The EU can do more to improve energy efficiency and expand the use of renewables in the food sector, according to a new report [pdf 6.16MB] launched by the European Commission’s Joint Research Centre (JRC) at EXPO Milano.
The food sector – including crop cultivation, animal rearing, industrial food processing, logistics and packaging – is a major consumer of energy, accounting for 17% of the EU’s gross energy consumption in 2013, the study ‘Energy use in the EU food sector: State of play and opportunities for improvement’, says.
While the EU has made efforts to reduce energy consumption, in particular with its renewable energy and energy efficiency targets, these policies do not directly target the food production process, the study, launched at DG Energy’s event in EXPO Milano, details.
Direct energy consumption per hectare is declining by about 1% a year, however the share of renewable energy in the food sector remains relatively small – just 7% compared to 15% in the overall EU energy mix. Meanwhile the sector is highly reliant on fossil fuels which account for 79% of energy consumed, compared to 72% of overall energy consumption. This high reliance is also linked to the fact that Europe imports about one-fifth of its food from regions outside the EU which generally have a lower share of renewable energy.

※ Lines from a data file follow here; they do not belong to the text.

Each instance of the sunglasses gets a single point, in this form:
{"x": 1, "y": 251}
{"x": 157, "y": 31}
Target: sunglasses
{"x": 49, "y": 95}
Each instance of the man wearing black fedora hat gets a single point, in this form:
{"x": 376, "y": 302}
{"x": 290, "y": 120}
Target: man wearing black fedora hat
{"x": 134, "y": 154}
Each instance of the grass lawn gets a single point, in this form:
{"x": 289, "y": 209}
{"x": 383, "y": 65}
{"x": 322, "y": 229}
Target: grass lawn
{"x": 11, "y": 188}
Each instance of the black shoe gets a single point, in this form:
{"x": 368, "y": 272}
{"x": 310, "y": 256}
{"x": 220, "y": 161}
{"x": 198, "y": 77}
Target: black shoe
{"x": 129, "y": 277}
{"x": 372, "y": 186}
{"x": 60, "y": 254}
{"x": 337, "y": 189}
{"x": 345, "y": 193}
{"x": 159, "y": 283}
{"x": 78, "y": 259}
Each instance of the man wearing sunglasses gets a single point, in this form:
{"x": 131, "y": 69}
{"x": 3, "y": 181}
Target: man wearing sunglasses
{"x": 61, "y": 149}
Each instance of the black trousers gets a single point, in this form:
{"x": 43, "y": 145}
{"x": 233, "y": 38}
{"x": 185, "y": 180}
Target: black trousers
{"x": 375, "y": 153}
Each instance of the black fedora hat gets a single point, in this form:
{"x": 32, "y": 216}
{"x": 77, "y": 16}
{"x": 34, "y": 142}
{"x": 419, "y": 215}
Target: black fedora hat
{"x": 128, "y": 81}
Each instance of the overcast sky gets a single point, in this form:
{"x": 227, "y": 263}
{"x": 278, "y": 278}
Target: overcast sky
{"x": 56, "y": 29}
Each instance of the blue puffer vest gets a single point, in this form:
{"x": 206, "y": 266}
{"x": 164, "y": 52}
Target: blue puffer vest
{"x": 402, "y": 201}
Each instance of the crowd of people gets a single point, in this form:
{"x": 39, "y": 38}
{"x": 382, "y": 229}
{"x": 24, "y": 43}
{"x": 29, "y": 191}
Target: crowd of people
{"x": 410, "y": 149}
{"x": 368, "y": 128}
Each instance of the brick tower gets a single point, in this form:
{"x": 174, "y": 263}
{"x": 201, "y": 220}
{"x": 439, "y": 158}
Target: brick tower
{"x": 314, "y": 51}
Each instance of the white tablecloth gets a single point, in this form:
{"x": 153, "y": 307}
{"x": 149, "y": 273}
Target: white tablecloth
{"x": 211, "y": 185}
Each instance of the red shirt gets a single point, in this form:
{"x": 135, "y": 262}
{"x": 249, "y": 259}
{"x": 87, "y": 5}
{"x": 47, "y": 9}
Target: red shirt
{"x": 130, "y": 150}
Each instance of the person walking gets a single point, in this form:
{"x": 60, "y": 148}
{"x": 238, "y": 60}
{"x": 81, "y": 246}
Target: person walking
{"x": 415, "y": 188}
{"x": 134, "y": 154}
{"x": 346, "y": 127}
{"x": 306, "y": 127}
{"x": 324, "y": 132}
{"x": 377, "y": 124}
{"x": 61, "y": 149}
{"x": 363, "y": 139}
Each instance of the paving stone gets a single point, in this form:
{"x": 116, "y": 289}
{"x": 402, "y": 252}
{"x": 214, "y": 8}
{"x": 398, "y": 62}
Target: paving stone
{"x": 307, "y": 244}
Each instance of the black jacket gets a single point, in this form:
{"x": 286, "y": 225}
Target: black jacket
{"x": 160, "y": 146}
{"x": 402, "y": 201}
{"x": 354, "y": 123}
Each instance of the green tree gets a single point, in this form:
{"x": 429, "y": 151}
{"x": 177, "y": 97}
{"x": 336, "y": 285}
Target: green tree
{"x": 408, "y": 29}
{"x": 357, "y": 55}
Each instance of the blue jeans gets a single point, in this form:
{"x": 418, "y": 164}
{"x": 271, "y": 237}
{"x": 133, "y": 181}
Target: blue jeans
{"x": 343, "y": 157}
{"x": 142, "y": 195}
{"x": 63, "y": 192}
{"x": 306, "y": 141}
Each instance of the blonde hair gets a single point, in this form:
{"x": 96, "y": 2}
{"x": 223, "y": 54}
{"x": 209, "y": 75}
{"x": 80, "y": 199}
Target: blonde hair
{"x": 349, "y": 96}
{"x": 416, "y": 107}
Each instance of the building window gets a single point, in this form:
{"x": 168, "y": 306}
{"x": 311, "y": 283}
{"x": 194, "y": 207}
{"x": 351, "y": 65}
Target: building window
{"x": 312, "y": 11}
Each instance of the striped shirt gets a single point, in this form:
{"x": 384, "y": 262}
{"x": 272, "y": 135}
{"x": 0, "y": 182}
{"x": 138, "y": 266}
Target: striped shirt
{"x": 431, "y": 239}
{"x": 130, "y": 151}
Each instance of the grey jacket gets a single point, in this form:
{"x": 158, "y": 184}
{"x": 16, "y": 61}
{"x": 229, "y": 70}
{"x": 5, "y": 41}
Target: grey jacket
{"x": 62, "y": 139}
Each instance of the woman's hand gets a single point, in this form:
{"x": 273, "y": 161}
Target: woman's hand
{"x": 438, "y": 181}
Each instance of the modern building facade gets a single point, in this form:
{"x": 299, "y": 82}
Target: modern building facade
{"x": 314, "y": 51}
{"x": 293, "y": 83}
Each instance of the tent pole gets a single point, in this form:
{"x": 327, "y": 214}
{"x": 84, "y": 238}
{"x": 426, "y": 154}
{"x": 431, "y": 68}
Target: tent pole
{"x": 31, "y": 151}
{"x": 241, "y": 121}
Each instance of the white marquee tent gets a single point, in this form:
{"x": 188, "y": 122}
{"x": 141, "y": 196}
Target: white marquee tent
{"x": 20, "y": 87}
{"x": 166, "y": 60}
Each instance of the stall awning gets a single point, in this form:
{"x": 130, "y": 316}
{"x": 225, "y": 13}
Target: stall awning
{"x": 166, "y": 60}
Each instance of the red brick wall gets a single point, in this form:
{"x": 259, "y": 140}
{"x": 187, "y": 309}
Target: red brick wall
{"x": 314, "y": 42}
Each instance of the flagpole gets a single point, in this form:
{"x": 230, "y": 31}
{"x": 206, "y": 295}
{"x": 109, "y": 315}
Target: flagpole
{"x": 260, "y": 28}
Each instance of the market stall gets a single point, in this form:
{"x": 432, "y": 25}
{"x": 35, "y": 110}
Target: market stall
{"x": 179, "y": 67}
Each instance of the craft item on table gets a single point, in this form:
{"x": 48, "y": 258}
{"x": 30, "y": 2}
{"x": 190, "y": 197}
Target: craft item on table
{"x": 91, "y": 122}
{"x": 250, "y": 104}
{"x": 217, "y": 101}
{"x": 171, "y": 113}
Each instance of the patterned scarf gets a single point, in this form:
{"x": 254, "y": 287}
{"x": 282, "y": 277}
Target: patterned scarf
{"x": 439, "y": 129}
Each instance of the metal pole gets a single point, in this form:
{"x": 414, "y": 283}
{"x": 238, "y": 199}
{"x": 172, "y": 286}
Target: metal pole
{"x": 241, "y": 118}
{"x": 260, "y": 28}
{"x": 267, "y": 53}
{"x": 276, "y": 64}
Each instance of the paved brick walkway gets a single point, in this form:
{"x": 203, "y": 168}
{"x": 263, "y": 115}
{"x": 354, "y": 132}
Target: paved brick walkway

Huge improvements are possible in areas such as the indirect energy used for fertilisers, pesticides and irrigation, the JRC says, including a more efficient use of fertiliser production technology, avoiding unnecessary fertiliser applications, and use of experience gained in organic farming.
Farm-based investments in renewable energy, in particular biogas, could allow farmers to become energy self-sufficient as well as reducing greenhouse gas emissions, the study says.